I ran towards the front door, hoping against all hope that I wasn’t going to run headlong into a wall I couldn’t see and knock myself out. It had only been about thirty feet away when I had come in. I could make thirty feet before Boss found me.

Of course, what would happen when I got outside was a whole different story, but there was no time to think about that now.

When I reached forward and felt the door handle, I was so happy I could almost cry. I burst out the front door, slammed the door behind me, to the sound of ferocious barking from an angry dog behind it. I ran to the gate and darted out into the street before I noticed the sight in front of me.

Running up the street towards me, their guns drawn, were Chief Gary and Taylor, Sophie’s boyfriend. Sophie was coming up behind him with Sprinkles, looking anxious.

“He’s in there, he has a gun,” I managed to gasp before I collapsed to the ground, wishing for the second time in just a few months that I found the time to go running, occasionally. Having the cardio skills of an elephant felt like hell when you had to run for your life.

The two cops made their way towards the door at the same time as I heard sirens in the distance.

“He called for backup, that’ll be them,” Sophie said, looking anxiously over at her boyfriend who was heading towards the house with Chief Gary.

“Come out with your hands up!” Chief Gary ordered as they approached the fence. Suddenly, the door opened and Boss came flying out, barking like crazy. He was stopped by the fence.

“He’s going to go through the tunnel to escape!” I said. Sophie looked at me with a mixture of confusion and fear.

“Chief Gary!” I shouted. “He has a tunnel! It goes to the highway, that’s where he’s going.”

I heard Chief Gary immediately get on his radio.

He and Taylor moved back towards Sophie, Sprinkles and I as I was bent over, hands on my knees, still panting like I’d finished a marathon.

“Support’s coming, Angela. Don’t worry,” Chief Gary told me. “You’re safe now.”

As soon as Chief Gary said those words it was like it triggered a delayed reaction in my body, which was catching up on everything I’d just gone through. Suddenly, I began to sob. I sat down on the ground, letting the tears fall, as Sprinkles came up to me and rested his head on my knee.

“I’m glad you’re safe,” he told me. I couldn’t reply, I just gave him a bit of a scratch behind the ears as tears fell down my face.

Sophie sat down next to me and wrapped an arm around me. “Let it out, Angela,” she told me. “Let it all out.”
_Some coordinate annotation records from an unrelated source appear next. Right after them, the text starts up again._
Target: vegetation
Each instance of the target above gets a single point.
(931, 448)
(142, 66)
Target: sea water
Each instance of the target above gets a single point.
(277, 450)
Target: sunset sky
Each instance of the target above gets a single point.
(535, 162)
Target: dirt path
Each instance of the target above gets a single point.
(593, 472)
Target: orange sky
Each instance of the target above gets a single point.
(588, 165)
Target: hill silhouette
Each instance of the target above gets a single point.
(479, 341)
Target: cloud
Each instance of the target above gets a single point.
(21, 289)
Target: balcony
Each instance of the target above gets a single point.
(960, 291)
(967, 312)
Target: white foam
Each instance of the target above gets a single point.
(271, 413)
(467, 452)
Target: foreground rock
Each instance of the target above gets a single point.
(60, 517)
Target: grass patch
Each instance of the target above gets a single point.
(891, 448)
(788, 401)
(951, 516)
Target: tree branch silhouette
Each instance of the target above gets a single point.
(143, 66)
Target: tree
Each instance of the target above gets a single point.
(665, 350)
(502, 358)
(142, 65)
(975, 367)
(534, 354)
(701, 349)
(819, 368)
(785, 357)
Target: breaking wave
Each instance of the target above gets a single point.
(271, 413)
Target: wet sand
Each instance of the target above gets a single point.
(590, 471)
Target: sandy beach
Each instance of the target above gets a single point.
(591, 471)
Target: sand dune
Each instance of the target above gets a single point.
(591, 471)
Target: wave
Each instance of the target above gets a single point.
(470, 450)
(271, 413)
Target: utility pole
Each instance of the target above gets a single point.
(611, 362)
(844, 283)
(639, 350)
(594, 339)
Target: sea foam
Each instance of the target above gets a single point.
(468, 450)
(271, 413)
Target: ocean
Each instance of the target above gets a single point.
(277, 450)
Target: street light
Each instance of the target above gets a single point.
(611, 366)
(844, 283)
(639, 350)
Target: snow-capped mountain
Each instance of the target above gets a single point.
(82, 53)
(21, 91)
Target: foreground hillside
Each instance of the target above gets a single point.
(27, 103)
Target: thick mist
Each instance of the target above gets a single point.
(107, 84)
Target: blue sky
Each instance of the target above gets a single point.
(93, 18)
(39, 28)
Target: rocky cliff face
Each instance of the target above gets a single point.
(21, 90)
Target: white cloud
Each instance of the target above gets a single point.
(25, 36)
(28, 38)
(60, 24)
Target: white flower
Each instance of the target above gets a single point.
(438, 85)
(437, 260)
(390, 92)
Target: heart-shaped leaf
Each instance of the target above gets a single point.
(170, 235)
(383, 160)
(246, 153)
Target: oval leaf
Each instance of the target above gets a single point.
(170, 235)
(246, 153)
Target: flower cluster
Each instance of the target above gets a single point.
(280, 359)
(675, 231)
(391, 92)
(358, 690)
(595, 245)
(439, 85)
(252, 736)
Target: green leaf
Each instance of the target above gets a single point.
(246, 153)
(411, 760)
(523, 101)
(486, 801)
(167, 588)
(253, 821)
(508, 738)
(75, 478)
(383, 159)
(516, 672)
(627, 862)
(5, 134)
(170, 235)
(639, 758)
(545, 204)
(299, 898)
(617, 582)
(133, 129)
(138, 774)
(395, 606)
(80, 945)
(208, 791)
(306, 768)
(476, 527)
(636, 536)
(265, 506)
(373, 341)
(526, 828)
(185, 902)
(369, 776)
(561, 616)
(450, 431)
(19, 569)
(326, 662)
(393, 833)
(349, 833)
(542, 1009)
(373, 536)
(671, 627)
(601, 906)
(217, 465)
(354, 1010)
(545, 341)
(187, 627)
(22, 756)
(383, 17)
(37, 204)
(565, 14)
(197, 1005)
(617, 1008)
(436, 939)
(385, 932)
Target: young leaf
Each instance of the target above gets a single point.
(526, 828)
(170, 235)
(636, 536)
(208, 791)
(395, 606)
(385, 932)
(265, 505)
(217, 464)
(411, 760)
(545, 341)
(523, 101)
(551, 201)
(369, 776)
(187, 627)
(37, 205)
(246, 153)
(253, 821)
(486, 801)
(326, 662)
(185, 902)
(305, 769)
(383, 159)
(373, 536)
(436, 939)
I had come so close to dying. Like, really, really close. Gareth Sims had shot a gun at me with the intention of killing me. If it wasn’t for remembering that thing about the cheap lights all going out, I might be lying dead on the back of a truck right now.

I knew I had just gone through something similar a few months ago. Zoe Wright had almost killed me as well. But it’s just not something you ever get used to. At least, I wasn’t used to it.

And this time, Gareth had shot at me. He actually pulled the trigger and tried to fire a bullet to kill me. Even the thought of it made bile rise in my throat.

I don’t know how long I sat there crying for, but eventually Charlotte arrived and sat down next to me as well, and a while later a bunch of cops arrived, and an ambulance. Sophie waved them over, and a group of three EMTs came by, carrying a stretcher.

“Ma’am, we’re going to take you to the hospital now,” one of them, a woman not much older than me said, placing a hand on my shoulder. Her touch was soft, almost loving.

“I don’t need a stretcher,” I managed to get out.

“It’s the rules, ma’am,” the lady said. “We’re going to give you something to sleep for a while,” she told me. Realizing they wanted to sedate me, I just didn’t have the energy to fight it. Besides, it would probably be good for me. Mutely, I nodded, and they loaded me up onto the stretcher and into the ambulance, where an IV was instantly expertly inserted into my arm.

The last thing I remember was Sophie arguing with the EMTs to let Sprinkles ride along as well.

“He saved her life. He should get to come!”

“Sprinkles,” I managed to mutter, looking over at the dog’s happy face, just as everything went black.